En Valsad, India, Casa de los Recuerdos, diseñada por Studio Lagom, nace como una respuesta a la necesidad de transformar la vivienda familiar sin perder los vínculos con el pasado. El proyecto se desarrolla sobre el terreno de la antigua residencia, una construcción laberíntica de 22 habitaciones que también funcionaba como oficina. Ante las nuevas necesidades de una familia con integrantes de edad avanzada, incluida una persona con discapacidad física, la propuesta apuesta por una vivienda contemporánea, inclusiva y libre de barreras.
El proyecto parte de una estructura cuya base ya se encontraba construida cuando Studio Lagom recibió el encargo. A partir de ella, los arquitectos replantearon completamente la vivienda y desarrollaron una propuesta de ladrillo visto con estructura portante, respondiendo a las preferencias de los propietarios, viajeros experimentados. Uno de los elementos centrales de la narrativa es el antiguo pozo, que deja de ser un vestigio del pasado para convertirse en parte protagonista de la experiencia arquitectónica.
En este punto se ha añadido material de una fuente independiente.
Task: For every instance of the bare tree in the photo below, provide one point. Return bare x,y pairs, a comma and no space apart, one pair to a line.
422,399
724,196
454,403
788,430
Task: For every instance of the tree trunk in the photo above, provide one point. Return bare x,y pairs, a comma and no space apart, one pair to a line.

La residencia mantiene además un espacio de trabajo contiguo, recuperando una característica de la vivienda anterior.
La presencia arquitectónica combina una expresión contundente con una relación sensible con el contexto. El bloque de oficinas se integra al paisaje urbano mediante una fachada compuesta por bordes de hormigón y listones de teca, suavizados por vegetación que cae desde la parte superior. Una entrada más discreta conduce hacia este espacio, mientras que el acceso residencial se encuentra en una caja de hormigón y está marcado por una gran puerta de madera tallada. Desde allí, un sendero rodeado de vegetación y vasijas birmanas pertenecientes a la colección familiar conduce hacia la vivienda, organizada en forma de C alrededor de un patio verde, un estanque de lotos y el pozo.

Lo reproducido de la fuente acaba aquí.